Oyun mekanikleri ve ışık silahı hakkında
Fikrimce bir oyunu oyun yapan asıl etmen oynanıştır. 8 bit grafikleri ve müzikleri de olsa, oynanış zevkli ise o oyun tek nefeste oynanılır. Üzülerek söylüyorum ki Light The Way, oynanışı mantığı bozuk bir oyun. Şimdi incelemeyi yine iki parça halinde yapacağım. İlki oyunun normal kendi hali, ikincisi ise hikaye gereği kabus gördüğümüz ve oyunun tamamen değiştiği bölüm olacak. Bu iki bölümün arasında o kadar konsept farkı var ki, farklı oyunun bölümleri diyebiliriz.
Kabus bölümü hariç konuşuyorum; oyun, ışık silahı çevresinde şekilleniyor, demek isterdim ama ne yazık ki öyle değil. Işık silahının iki modu var. Işık bombası ve sarı top atan bu iki modun mermilerini buldukça kullanabiliyoruz. Işık topu, ateş edildiği yere yapışıyor ve ışık saçıyor. Sarı top ise oyunun çeşitli yerlerine gizlenmiş süsleri yok etmek için var. Bu süs yok etme olayı bir yan etkinlik, oyunun kendisine bir etkisi yok.
Işık silahının bir amacı yok. Biraz abartılı cümle olarak düşünebilirsiniz ama maalesef ki öyle. Düşmanlarınız ışığa değil sese yanıt veriyorlar. Silahın kendi fenerini kullanarak oyunu bitirebilirsiniz. Tabii ki bulmaca çözerken çıkışın ne tarafta olduğunu bulmak için yararlı bir silah ama oyun mekaniğine bir yararı yok. Sadece karanlıkta daha rahat hissetmeniz ve Unreal Engine 4 motorunun ışık oyunlarıyla güzel atmosferler oluşturmanıza yardımcı oluyor.

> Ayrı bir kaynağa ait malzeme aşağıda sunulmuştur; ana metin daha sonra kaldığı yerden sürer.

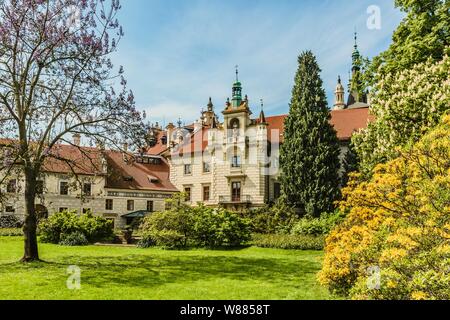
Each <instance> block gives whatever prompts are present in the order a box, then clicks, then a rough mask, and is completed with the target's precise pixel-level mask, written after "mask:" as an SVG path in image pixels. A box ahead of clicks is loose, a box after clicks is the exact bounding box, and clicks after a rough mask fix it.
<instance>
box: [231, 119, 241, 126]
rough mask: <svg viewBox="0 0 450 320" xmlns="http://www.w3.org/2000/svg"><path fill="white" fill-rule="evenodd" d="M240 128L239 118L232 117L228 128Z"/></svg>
mask: <svg viewBox="0 0 450 320" xmlns="http://www.w3.org/2000/svg"><path fill="white" fill-rule="evenodd" d="M239 128H240V123H239V119H236V118H234V119H232V120H231V121H230V129H239Z"/></svg>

Şimdi beni asıl etkileyen, oyunun puanını yukarı çeken kabus bölümüne geldik. Bu bölüm ismine rağmen gerilimi en az olan bölümdü, tamamen bulmacalara odaklanılmıştı. Işık silahı gitmiş, yerine haritanın çeşitli bölgelerindeki alıcılara top atarak etkinleştirip haritayı manipüle ederek çıkışı bulmaya çalıştığımız bir silah gelmiş. Özellikle, alıcı etkin hale geldiğinde, etkilediği cisme ışıklı bir yol çizmesi güzel bir görüntü oluşturmuş. Birbirine bağlı bir kaç odanın içinde geçen bu bölüm, tasarım olarak iç açıcı olmasa da fikir olarak başarılı olmuş.
Fiyat-performans oyunu mu?
Özetleyecek olursak, oyunun iyi yaptığı şeyler var fakat oyun hataları ve biraz da sıkıcı çevre dizaynı yüzünden gölgede kalıyor. Birincil olarak görsel kalite amaçlandığını düşündüğüm Light the Way oyununda çok büyük optimizasyon sıkıntıları var. Eğer bilgisayarınıza güvenmiyorsanız, yapımcı firma bu konuda güncelleme yapana kadar uzak durmanızı tavsiye ederim. Unreal Engine 4 ile tasarlanan oyun fiziğine de ufak değinelim. Bazı bulmacalar için kutu taşıyıp üzerine çıkmanız gerekiyor ama kötü oyun fiziği yüzünden işkenceye dönüşüyor bu bulmacalar.
Light the Way, ben bu incelemeyi yazarken Steam sayfasında 13,50 TL olarak satışa sunulmuş durumda. Diğer bağımsız oyunlara göre düşük bir ücrete sahip. Eğer, gerilim oyunlarından hoşlanıyorsanız ve potansiyele sahip bir küçük stüdyoların hatalarını düzeltip daha iyi yerlere geldiğini görmekten zevk alıyorsanız, bir şans verin derim. Bir konuda dürüst olmam gerekiyor, üç saat sonra oyunu bitip kapattığınızda, oyun hakkında aklınızda hatalardan başka pek bir şey kalmıyor.